Keempat, tidak punya waktu luang untuk menulis. Hambatan ini juga sering diungkapkan oleh banyak orang. Masalahnya hampir sama dengan tidak punya cukup waktu untuk membaca, pada tulisan sebelumnya. Mengapa tidak punya waktu?, saya kok tidak sepenuhnya yakin. Coba direnungkan kembali, benarkah Anda sudah tidak punya waktu lagi?. Dugaan saya sama seperti kasus tidak punya waktu untuk membaca, persoalannya hanyalah tidak bisa mengelola waktu dengan baik. Saya percaya, bagi orang yang sangat sibuk, mengelola waktu memang tidak mudah. Namun itu semua akhirnya berpulang kepada kita, kalau memang menulis menjadi sesuatu yang dianggap penting seperti solat misalnya, ya tentu harus dialokasikan waktu meskipun di sela-sela kesibukan yang dijalani. Sekarang menulis tidak harus membuka laptop dan duduk manis di depan komputer. Saya sudah mulai terbiasa menulis di mana saja menggunakan smartphone, salah satu hikmah teknologi yang sangat saya rasakan manfaatnya. Anda pun bisa, sambil istirahat menunggu makan siang, setelah salat subuh atau menjelang beraktivitas pagi, menjelang tidur dan sebagainya. Ingat! Waktu yang dipinjamkan Tuhan sebanyak 24 jam sehari semalam dan selama hidup ini adalah milik Anda sepenuhnya. Jadi seharusnya Andalah yang mengatur waktu itu, bukan sebaliknya waktu yang mengatur Anda.
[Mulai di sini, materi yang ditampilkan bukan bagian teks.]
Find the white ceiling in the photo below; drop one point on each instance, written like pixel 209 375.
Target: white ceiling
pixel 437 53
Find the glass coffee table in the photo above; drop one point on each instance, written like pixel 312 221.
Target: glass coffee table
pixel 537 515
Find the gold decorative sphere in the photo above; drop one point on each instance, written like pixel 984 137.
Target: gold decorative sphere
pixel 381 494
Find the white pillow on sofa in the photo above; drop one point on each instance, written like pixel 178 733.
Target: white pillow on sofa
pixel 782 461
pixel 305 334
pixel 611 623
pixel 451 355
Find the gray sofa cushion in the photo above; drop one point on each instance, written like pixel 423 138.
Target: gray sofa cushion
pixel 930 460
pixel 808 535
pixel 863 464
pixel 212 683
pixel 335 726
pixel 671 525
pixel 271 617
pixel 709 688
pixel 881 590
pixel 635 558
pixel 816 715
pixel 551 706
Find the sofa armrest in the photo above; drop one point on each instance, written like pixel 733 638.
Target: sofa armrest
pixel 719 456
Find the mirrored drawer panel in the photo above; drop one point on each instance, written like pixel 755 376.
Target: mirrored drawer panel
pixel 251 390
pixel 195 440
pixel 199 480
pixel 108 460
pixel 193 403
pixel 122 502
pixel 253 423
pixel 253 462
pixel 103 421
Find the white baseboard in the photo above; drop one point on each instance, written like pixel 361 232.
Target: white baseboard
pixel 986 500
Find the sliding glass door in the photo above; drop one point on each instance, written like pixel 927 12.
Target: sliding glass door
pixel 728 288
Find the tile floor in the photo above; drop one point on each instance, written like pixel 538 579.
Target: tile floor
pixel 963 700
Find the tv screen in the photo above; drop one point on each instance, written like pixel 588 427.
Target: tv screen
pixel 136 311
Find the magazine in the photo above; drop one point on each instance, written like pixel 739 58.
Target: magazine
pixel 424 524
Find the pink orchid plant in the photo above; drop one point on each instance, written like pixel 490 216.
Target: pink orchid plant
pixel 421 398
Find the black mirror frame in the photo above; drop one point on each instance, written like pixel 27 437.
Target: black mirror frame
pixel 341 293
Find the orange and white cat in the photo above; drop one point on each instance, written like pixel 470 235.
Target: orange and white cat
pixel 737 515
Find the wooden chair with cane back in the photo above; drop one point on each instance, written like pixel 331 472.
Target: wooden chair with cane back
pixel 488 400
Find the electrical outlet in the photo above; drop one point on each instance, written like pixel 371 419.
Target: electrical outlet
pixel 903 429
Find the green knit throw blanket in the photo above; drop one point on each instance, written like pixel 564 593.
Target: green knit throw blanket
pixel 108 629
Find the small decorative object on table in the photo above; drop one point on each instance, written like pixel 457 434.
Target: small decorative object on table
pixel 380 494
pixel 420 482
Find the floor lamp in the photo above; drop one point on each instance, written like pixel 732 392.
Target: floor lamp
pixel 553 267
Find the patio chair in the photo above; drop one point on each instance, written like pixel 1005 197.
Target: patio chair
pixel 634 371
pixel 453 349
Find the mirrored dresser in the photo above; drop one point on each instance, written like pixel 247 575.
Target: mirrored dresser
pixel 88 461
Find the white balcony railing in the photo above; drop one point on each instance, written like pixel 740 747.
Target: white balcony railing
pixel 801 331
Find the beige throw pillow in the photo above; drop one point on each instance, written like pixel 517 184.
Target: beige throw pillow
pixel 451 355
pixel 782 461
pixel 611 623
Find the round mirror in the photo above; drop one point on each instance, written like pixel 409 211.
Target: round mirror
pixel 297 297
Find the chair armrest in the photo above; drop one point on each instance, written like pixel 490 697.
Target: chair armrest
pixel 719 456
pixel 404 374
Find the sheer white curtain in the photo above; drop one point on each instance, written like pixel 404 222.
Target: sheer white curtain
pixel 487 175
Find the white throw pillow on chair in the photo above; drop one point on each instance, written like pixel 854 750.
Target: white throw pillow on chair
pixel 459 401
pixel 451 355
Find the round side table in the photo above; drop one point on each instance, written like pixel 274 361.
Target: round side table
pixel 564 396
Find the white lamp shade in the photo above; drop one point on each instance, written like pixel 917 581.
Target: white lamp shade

Kelima, pernahkah Anda mengalami blank alias tidak punya ide apapun?. Ya ini masalah utama yang menjadi hambatan dalam menulis. Namun persoalan ini sesungguhnya tak perlu dibahas secara panjang dan lebar. Karena upaya untuk mengatasinya sudah dipaparkan dalam mengikat makna, sebuah terapi memberdayan diri. Kali ini saya hanya ingin menegaskan bahwa persoalan blank ide ini terjadi karena kita miskin referensi. Cara mengatasinya ya membaca. Kalau menulis adalah skema pemberdayaan  in-out, artinya kita mebgeluarkan apa yang ada dalam diri kita dan memberikannya kepada orang lain. Maka membaca adalah skema pemberdayaan out-in, kita mentransfer infomasi dan pengetahuan dari luar (membaca) ke dalam otak kita.
Ini semua merupakan hambatan yang bersumber dari dalam diri calon penulis. Hambatan yang dipaparkan tersebut bersifat universal, artinya berdasarkan identifikasi secara umum. Di luar kelima hambatan yang saya paparkan tersebut, tentu masih banyak lagi hambatan menulis yang bisa dialami oleh calon penulis. Karena hambatan internal ini sifatnya dinamis, persoalannya kompleks dan terus berkembang.  Di luar hambatan yang universal ini tentu juga tidak tertutup kemugkinan akan terjadi hambatan yang bersifat eksklusif atau khusus, hanya dialami oleh orang-orang  yang khusus pula. Sehingga upaya penyelesaiannya pun harus khusus pula.
demikian catatan sederhana saya, semoga bermanfaat.